Ci vuole coraggio a rivolgere critiche al Governo «nel momento in cui questo Governo ha fatto leggi importati, in cui il contrasto a Cosa Nostra va bene e nel momento in cui - ha detto ancora Alfano - credo che tutta l'opinione pubblica nazionale si aspetti una profonda autocritica e parole molto forti per spiegare da parte della magistratura quello che è successo a Palermo». A Palermo, ha detto Alfano a margine di una convention di Ncd a Limatola (Benevento), «è successo un qualcosa che manda un messaggio devastante all'opinione pubblica che pensa che se così vengono gestiti i beni confiscati da coloro i quali devono contrastare la criminalità organizzata c'è qualcosa di molto grave che non quadra».

«Io sono per la costruzione di ponti: meglio la costruzione che la loro rottura». Giovanni Legnini, vicepresidente del Csm, ha risposto così alle domande dei cronisti che gli chiedevano se si senta a proprio agio nel ruolo di «ponte» fra governo e magistratura attribuitogli da qualcuno. Legnini partecipa oggi alla seconda giornata dei lavori del congresso dell'Anm a Bari.

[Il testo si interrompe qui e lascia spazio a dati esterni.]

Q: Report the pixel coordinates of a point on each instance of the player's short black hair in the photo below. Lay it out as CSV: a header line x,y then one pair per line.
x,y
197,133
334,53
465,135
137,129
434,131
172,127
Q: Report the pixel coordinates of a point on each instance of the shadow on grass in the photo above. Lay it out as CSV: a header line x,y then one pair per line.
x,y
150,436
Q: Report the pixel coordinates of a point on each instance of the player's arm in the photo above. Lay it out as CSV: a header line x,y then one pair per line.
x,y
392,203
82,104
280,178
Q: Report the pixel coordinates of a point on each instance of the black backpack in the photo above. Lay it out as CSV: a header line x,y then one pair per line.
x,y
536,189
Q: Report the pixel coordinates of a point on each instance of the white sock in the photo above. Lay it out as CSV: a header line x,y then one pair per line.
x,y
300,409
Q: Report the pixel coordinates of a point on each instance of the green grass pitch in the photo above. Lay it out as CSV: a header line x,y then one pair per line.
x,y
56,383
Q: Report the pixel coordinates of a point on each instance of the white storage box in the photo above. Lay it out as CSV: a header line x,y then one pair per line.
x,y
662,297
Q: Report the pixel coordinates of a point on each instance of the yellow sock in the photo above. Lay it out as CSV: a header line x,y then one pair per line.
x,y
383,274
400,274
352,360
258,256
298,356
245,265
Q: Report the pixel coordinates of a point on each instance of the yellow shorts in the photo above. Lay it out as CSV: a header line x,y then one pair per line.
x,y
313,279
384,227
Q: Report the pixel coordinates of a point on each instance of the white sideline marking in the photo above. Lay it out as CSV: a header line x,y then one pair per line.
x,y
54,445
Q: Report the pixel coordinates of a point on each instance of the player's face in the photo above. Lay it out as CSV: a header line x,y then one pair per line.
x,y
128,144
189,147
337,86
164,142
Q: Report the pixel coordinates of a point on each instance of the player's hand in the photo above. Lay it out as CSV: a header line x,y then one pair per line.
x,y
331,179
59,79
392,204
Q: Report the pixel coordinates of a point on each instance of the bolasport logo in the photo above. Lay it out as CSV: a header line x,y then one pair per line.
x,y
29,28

A rimproverare la politica per la «troppa enfasi» con cui si è concentrata sul nodo delle intercettazioni era stato ieri il presidente dell'Anm Rodolfo Sabelli, che aveva fatto notare come tutto questo avvenga nonostante una criminalità organizzata «diffusa ormai in ogni ambito e le forme di pesante devianza infiltrate nel settore pubblico e dell'economia».

Il tema delle intercettazioni «ha finito con l'assumere una centralità che risulta persino maggiore dell'attenzione dedicata ai problemi strutturali del processo e a fenomeni criminali endemici», ha sottolineato Sabelli, lamentando anche la disorganicità degli interventi nella materia penale e chiesto misure per l'efficienza.

Secondo il leader dell'Anm non solo sono «indifferibili» le riforme dirette a restituire alla giustizia la sua efficacia, ma serve «una pluralità di interventi coerenti e coraggiosi». Invece proprio nella materia penale si sta procedendo con progetti che «appaiono disorganici e troppo timidi».

In particolare la riforma del processo penale apporta solo alcune «migliorie» non la «soluzione sistematica dei mali» che affliggono i giudizi; e alcune sue innovazioni, a cominciare dall'imposizione di nuovi termini per l'esercizio dell'azione penale, possono persino «creare disfunzioni ulteriori».